Sweet Potato Skin | Teen Ink

Sweet Potato Skin

January 18, 2012
By MollRz PLATINUM, Pittsburgh, Pennsylvania
MollRz PLATINUM, Pittsburgh, Pennsylvania
20 articles 0 photos 1 comment

You bite your nails because you have to.
You have to move. Always.
Your hands are old hands. They have the scars
of rain-washed pavement, rough and veiny.
Years of carrots, sweet tates, and lack of greasy
foods have left your palms dry and orange.
The fingers are strong enough to break limbs
from trees, but precise enough to bead
broken jewelry, carefree enough
to pour sugar in the batter
with your hands as the measuring
cups, stopping short enough
that Mom can have some.

How do you do it, Max?

You could make s*** taste good.
I'd rather not know if you have.
When you question authority, your brow furrows
politely, but I know those telltale signs,
those ripples of anger. I know when to speak
and when to hide, to quietly shut my mouth
when I see that you've had enough
human interaction. Most people don't.

You are a sharp, sweet onion. Layer
after layer after layer. You make me so mad,
sometimes. When all I want to do is sing,
and you have a headache. When you're right
and I'm wrong. Or when I know I'm right
but it's not worth the argument.
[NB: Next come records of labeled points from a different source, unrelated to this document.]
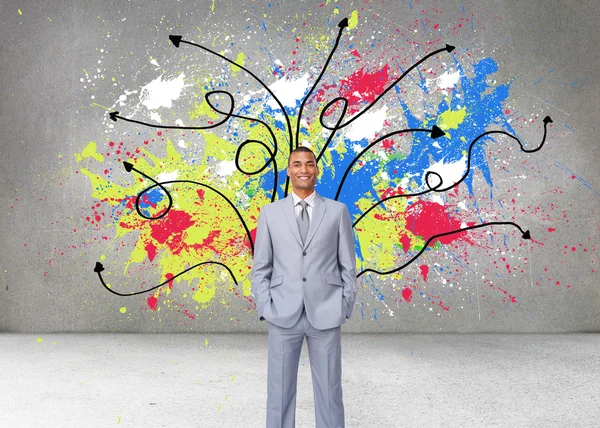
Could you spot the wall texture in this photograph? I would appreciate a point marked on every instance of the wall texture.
(497, 141)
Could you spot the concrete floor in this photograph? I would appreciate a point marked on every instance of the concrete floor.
(219, 380)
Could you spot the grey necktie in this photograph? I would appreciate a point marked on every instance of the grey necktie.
(303, 221)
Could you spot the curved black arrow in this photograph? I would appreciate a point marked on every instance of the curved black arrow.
(342, 24)
(525, 235)
(448, 48)
(114, 115)
(99, 268)
(435, 188)
(435, 133)
(130, 167)
(177, 40)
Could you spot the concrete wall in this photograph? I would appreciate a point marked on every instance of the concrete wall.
(69, 203)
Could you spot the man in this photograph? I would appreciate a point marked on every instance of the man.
(304, 283)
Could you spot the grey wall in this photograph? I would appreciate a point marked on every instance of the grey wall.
(65, 65)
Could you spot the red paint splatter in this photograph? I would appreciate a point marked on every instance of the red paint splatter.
(170, 229)
(152, 302)
(427, 219)
(355, 53)
(151, 250)
(405, 241)
(359, 88)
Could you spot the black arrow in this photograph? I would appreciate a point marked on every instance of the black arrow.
(525, 235)
(435, 133)
(99, 268)
(175, 40)
(115, 114)
(437, 187)
(130, 167)
(448, 48)
(342, 24)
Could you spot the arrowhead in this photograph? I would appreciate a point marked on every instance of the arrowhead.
(343, 23)
(436, 132)
(175, 40)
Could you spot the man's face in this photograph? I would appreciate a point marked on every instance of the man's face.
(303, 171)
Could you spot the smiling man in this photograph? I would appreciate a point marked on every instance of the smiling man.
(304, 283)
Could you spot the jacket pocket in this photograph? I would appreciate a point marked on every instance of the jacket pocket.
(335, 280)
(278, 280)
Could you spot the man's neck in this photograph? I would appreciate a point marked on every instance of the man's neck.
(303, 194)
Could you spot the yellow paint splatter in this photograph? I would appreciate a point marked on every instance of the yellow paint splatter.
(451, 119)
(89, 151)
(353, 21)
(204, 294)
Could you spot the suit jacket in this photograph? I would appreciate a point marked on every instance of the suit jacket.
(319, 274)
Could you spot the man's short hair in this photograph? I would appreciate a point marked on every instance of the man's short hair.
(302, 149)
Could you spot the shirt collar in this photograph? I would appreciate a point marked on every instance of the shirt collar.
(310, 199)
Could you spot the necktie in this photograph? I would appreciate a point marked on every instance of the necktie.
(303, 221)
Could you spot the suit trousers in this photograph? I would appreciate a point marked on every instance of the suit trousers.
(325, 354)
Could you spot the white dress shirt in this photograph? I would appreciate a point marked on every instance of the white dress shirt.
(310, 200)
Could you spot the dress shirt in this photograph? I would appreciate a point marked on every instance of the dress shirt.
(310, 200)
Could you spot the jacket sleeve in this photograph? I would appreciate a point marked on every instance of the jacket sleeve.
(262, 267)
(347, 260)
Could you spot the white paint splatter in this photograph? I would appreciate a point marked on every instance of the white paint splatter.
(367, 125)
(167, 176)
(448, 80)
(155, 117)
(450, 172)
(162, 93)
(288, 91)
(226, 168)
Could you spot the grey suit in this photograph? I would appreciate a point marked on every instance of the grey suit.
(304, 290)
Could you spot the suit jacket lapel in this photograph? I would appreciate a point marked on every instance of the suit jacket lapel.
(315, 221)
(318, 213)
(289, 212)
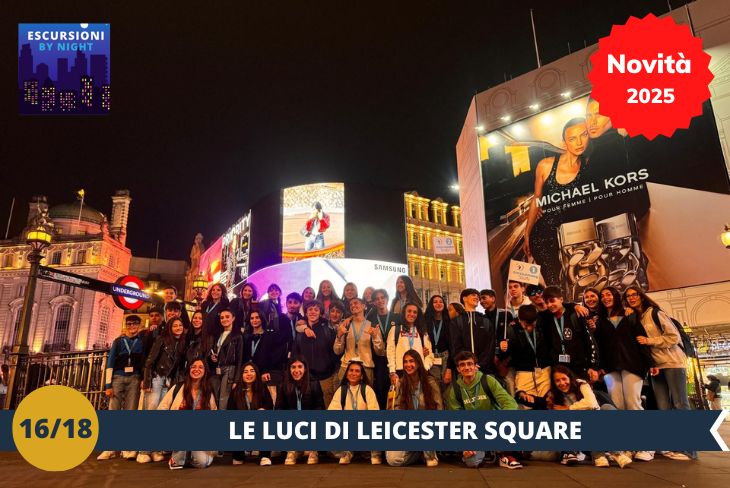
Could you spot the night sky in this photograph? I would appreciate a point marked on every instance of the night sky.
(219, 104)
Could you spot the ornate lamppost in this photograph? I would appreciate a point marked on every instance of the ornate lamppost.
(38, 236)
(200, 284)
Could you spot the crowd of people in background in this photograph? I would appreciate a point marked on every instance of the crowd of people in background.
(315, 350)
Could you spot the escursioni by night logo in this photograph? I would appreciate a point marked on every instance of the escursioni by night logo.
(64, 69)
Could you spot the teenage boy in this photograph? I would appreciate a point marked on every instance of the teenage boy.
(384, 319)
(571, 344)
(505, 326)
(124, 369)
(474, 390)
(316, 345)
(358, 338)
(473, 332)
(530, 354)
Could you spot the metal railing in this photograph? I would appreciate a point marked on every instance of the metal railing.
(83, 371)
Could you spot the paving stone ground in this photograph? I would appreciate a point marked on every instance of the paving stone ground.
(712, 469)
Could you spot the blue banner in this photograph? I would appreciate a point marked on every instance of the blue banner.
(402, 430)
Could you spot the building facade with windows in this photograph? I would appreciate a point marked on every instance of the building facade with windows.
(66, 318)
(434, 246)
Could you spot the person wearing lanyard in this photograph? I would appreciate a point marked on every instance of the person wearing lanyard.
(194, 394)
(437, 327)
(355, 393)
(123, 373)
(356, 337)
(571, 344)
(385, 320)
(409, 336)
(316, 344)
(251, 395)
(418, 391)
(299, 392)
(530, 356)
(472, 331)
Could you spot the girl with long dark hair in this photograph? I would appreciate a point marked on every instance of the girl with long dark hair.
(410, 335)
(437, 326)
(298, 392)
(243, 305)
(215, 301)
(355, 393)
(194, 393)
(405, 292)
(251, 395)
(418, 390)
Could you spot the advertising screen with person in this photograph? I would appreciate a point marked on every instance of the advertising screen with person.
(313, 221)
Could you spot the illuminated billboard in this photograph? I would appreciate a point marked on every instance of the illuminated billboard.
(313, 222)
(363, 272)
(210, 262)
(235, 253)
(596, 208)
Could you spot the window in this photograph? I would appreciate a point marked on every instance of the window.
(63, 321)
(104, 325)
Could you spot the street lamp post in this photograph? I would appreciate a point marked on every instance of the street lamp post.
(38, 236)
(200, 284)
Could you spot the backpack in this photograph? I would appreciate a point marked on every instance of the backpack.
(686, 342)
(485, 387)
(343, 394)
(396, 336)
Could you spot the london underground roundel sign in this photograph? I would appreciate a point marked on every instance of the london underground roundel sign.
(128, 293)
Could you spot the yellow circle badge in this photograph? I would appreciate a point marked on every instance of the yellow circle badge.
(55, 428)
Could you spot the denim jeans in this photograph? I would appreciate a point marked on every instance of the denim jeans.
(198, 459)
(670, 389)
(404, 458)
(625, 389)
(159, 390)
(126, 393)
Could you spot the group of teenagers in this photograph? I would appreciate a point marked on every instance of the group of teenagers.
(316, 350)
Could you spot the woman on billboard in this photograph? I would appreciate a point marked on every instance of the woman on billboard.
(315, 227)
(553, 176)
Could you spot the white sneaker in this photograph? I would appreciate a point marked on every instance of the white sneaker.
(677, 456)
(623, 460)
(106, 455)
(345, 459)
(645, 456)
(144, 458)
(291, 458)
(601, 462)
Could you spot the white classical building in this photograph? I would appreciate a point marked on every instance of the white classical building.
(66, 318)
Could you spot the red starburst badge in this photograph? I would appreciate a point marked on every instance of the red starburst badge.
(650, 76)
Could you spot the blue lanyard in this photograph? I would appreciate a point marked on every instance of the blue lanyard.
(353, 397)
(411, 338)
(384, 328)
(437, 334)
(560, 329)
(416, 396)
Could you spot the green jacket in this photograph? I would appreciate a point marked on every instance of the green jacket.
(475, 398)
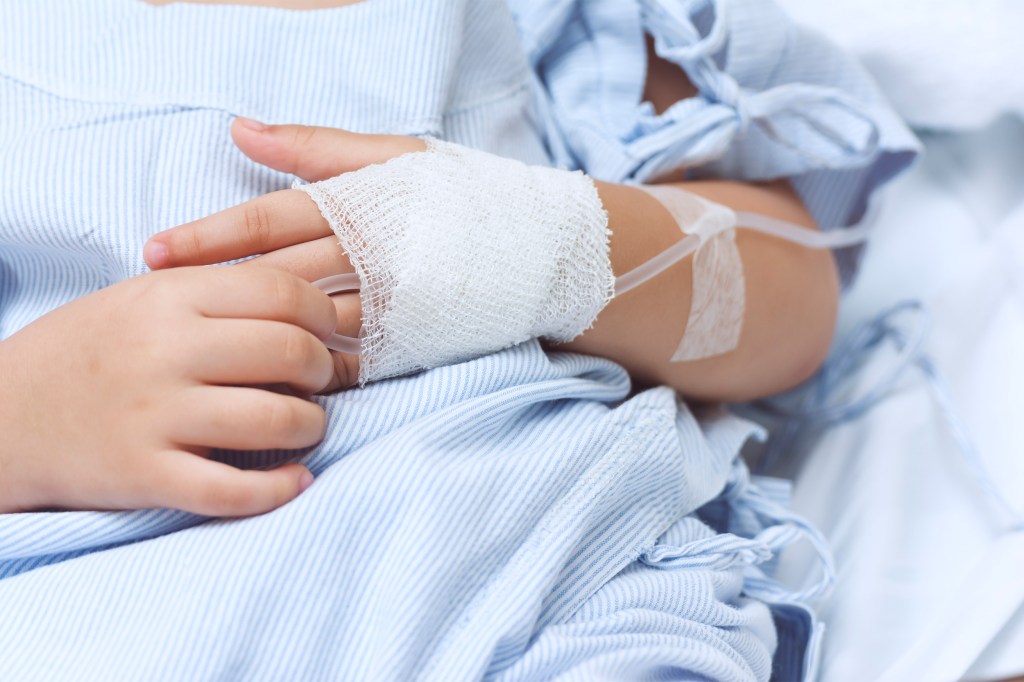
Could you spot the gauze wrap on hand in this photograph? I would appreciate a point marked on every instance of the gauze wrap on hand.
(461, 253)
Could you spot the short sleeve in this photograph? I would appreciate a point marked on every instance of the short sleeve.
(774, 100)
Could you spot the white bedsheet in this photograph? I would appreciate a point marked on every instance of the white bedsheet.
(931, 585)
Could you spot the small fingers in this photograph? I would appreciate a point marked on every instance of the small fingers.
(310, 260)
(213, 488)
(262, 293)
(261, 225)
(259, 352)
(241, 418)
(316, 154)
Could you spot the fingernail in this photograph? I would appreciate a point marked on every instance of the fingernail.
(253, 125)
(155, 254)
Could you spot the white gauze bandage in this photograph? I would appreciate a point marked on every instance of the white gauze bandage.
(460, 253)
(718, 299)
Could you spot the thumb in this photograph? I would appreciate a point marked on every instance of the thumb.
(316, 154)
(213, 488)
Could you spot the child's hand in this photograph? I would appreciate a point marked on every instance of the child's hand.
(286, 226)
(114, 400)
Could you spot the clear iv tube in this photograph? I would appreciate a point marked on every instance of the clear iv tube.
(810, 239)
(663, 261)
(336, 285)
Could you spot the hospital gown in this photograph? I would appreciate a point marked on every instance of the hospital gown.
(525, 515)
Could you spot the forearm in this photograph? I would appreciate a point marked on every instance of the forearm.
(792, 296)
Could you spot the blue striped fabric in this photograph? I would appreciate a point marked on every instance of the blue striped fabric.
(521, 516)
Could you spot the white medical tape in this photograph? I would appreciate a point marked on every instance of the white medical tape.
(460, 253)
(718, 298)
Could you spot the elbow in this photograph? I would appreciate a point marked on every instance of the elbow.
(813, 318)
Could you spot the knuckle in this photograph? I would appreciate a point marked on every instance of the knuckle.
(288, 293)
(282, 418)
(304, 136)
(346, 370)
(256, 226)
(298, 350)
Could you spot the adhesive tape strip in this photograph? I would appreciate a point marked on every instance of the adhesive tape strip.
(718, 297)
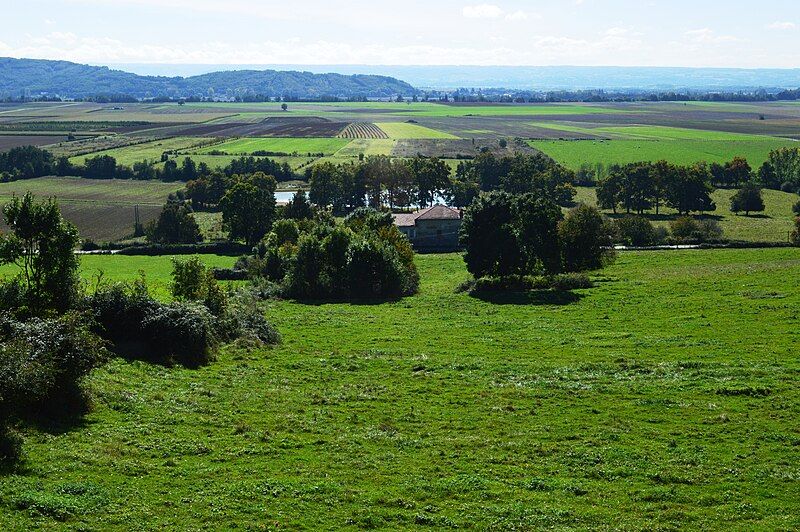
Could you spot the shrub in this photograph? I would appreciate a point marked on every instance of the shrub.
(684, 228)
(522, 283)
(180, 333)
(192, 281)
(43, 363)
(636, 231)
(586, 239)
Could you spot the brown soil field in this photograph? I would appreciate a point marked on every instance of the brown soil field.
(13, 141)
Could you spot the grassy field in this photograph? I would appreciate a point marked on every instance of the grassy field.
(773, 225)
(403, 130)
(663, 399)
(101, 209)
(677, 148)
(327, 146)
(148, 151)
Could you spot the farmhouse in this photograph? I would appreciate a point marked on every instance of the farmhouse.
(432, 229)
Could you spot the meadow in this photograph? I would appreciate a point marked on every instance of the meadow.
(246, 146)
(772, 225)
(622, 145)
(662, 399)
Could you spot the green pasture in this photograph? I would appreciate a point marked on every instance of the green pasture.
(147, 151)
(773, 225)
(244, 146)
(664, 398)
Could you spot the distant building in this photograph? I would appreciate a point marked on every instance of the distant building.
(432, 229)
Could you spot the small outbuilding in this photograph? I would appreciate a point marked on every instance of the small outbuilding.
(432, 229)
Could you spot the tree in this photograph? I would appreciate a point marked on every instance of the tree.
(748, 199)
(691, 190)
(432, 178)
(737, 171)
(608, 191)
(41, 243)
(586, 238)
(506, 234)
(175, 225)
(248, 208)
(298, 208)
(488, 234)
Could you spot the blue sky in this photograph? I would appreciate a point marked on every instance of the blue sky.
(699, 33)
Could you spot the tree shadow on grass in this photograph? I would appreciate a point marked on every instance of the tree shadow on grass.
(532, 297)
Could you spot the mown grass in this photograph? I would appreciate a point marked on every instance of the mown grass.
(680, 148)
(773, 225)
(402, 130)
(148, 151)
(244, 146)
(665, 398)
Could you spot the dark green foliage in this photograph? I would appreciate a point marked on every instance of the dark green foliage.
(299, 208)
(562, 282)
(748, 199)
(586, 238)
(138, 326)
(636, 231)
(504, 234)
(365, 258)
(688, 229)
(175, 225)
(248, 207)
(42, 244)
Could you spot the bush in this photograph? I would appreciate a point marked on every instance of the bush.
(180, 333)
(563, 282)
(687, 229)
(637, 231)
(366, 257)
(43, 363)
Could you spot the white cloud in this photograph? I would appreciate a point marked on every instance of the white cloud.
(782, 26)
(708, 36)
(483, 11)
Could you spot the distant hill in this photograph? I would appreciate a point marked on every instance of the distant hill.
(78, 81)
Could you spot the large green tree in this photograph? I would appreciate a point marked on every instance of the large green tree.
(248, 207)
(42, 244)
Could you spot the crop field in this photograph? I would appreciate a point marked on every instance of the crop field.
(148, 151)
(245, 146)
(773, 225)
(649, 143)
(609, 408)
(403, 130)
(102, 210)
(363, 130)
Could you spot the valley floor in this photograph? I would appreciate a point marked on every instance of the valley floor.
(664, 398)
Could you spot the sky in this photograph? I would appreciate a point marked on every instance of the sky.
(690, 33)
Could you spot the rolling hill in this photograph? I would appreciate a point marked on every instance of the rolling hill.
(66, 79)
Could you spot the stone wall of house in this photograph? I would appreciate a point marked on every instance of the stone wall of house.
(437, 234)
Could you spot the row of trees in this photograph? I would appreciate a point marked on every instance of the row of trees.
(380, 181)
(639, 187)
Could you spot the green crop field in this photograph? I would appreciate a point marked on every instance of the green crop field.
(327, 146)
(665, 398)
(148, 151)
(402, 130)
(679, 146)
(773, 225)
(101, 209)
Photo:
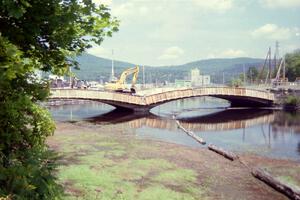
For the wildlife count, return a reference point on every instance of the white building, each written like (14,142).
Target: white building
(199,80)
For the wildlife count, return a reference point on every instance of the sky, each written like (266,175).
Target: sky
(172,32)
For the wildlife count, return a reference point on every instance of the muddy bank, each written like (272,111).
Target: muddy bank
(111,162)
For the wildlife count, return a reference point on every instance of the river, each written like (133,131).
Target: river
(261,131)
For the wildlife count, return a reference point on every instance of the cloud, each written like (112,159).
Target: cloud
(214,5)
(231,53)
(105,2)
(273,32)
(171,53)
(280,3)
(228,53)
(99,51)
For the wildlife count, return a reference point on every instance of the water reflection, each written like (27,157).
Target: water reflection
(266,132)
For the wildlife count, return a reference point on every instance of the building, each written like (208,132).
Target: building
(182,83)
(197,79)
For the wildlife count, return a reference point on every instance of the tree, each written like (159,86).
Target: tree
(293,65)
(38,35)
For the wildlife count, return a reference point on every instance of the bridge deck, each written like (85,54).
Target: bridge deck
(147,100)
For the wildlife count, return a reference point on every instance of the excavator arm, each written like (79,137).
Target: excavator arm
(119,85)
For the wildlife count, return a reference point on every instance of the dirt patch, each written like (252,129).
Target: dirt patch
(156,169)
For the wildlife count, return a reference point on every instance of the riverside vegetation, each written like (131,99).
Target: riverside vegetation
(38,35)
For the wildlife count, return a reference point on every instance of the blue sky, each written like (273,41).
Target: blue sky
(171,32)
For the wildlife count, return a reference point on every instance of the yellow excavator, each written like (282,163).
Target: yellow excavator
(119,84)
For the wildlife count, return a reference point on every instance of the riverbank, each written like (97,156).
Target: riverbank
(111,162)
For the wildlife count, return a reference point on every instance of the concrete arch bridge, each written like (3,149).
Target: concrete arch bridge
(147,99)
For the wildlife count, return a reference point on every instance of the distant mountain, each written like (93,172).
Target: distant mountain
(97,68)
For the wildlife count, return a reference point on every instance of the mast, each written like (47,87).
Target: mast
(112,77)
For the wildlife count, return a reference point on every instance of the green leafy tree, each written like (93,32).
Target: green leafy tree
(38,35)
(293,65)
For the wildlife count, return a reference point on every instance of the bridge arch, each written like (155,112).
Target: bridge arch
(239,97)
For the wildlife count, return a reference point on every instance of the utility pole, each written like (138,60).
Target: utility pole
(223,78)
(143,76)
(276,55)
(244,74)
(270,65)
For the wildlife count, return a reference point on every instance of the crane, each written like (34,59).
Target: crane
(119,84)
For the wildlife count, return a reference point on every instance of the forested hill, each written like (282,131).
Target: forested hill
(96,68)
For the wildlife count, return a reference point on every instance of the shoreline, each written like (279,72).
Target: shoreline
(146,165)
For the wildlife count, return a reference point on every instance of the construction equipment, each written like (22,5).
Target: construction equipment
(119,84)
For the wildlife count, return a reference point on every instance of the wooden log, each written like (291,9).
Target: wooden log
(227,154)
(264,176)
(191,134)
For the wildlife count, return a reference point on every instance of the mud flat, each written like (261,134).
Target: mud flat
(111,162)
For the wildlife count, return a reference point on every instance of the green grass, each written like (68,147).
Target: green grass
(109,168)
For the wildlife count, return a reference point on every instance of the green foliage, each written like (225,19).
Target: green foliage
(36,35)
(293,65)
(292,101)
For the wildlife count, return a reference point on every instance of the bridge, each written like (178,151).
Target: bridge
(222,120)
(147,99)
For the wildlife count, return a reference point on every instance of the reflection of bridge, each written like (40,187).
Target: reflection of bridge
(202,126)
(239,97)
(223,120)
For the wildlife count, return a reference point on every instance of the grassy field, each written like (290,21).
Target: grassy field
(109,162)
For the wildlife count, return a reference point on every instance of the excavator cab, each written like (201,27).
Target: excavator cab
(119,84)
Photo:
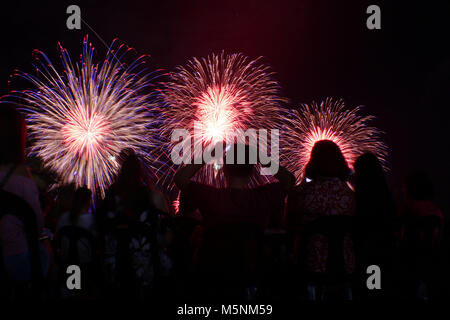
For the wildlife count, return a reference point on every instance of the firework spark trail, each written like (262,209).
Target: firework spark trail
(220,94)
(329,120)
(80,119)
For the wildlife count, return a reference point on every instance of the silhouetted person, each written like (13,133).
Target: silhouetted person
(130,217)
(234,218)
(16,178)
(323,192)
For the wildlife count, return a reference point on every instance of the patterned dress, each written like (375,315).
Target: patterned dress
(318,198)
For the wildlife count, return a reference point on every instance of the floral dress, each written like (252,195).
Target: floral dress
(318,198)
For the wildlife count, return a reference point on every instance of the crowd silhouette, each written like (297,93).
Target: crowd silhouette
(305,242)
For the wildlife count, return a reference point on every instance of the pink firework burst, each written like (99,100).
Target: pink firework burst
(82,117)
(215,96)
(329,120)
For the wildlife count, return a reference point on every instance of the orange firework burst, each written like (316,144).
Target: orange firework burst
(329,120)
(80,119)
(218,95)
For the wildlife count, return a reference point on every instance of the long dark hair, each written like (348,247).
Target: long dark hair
(13,134)
(327,160)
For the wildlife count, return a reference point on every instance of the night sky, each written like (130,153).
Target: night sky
(401,73)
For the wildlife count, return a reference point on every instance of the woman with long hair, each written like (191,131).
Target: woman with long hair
(323,192)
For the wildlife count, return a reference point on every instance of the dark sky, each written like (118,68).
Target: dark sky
(317,48)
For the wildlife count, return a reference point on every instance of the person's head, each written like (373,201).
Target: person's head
(13,134)
(239,173)
(326,160)
(419,186)
(81,202)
I get so stung
by your little remarks I fail to see you fighting
to keep them down, fail to see them rising
like word-bile.

When it gets really bad, when Dad
goes maniacal on your ass and his voice gets
hard and dangerous, usually at you, in the backseat,
when all five of us are stuck in a hot little car
with his indignation and your racking sobs,
that's when I think I truly understand you.
That's when all the layers get salty and transparent,
like seaweed paper, like tears in a petri dish,
and all that's left is you, not chill, patronizing
Max, not cool Max with his Moroccan scarf
swag, not Max impressive with made-up statistics,
just baby blue Max, little boy Max,
and you are so real I want to strip
off all my layers and cry too,
because I get you, more than anyone else
in that car. Because you make me
feel real, too. You alone can
make me two years old again,
a chubby, dimpled blonde
with her face smeared in
chocolate cake, always
smiling, always looking
to her brothers
for the answers.


The author's comments:
I wrote this poem for my brother, Max, who irritates me to no end and who I love to death.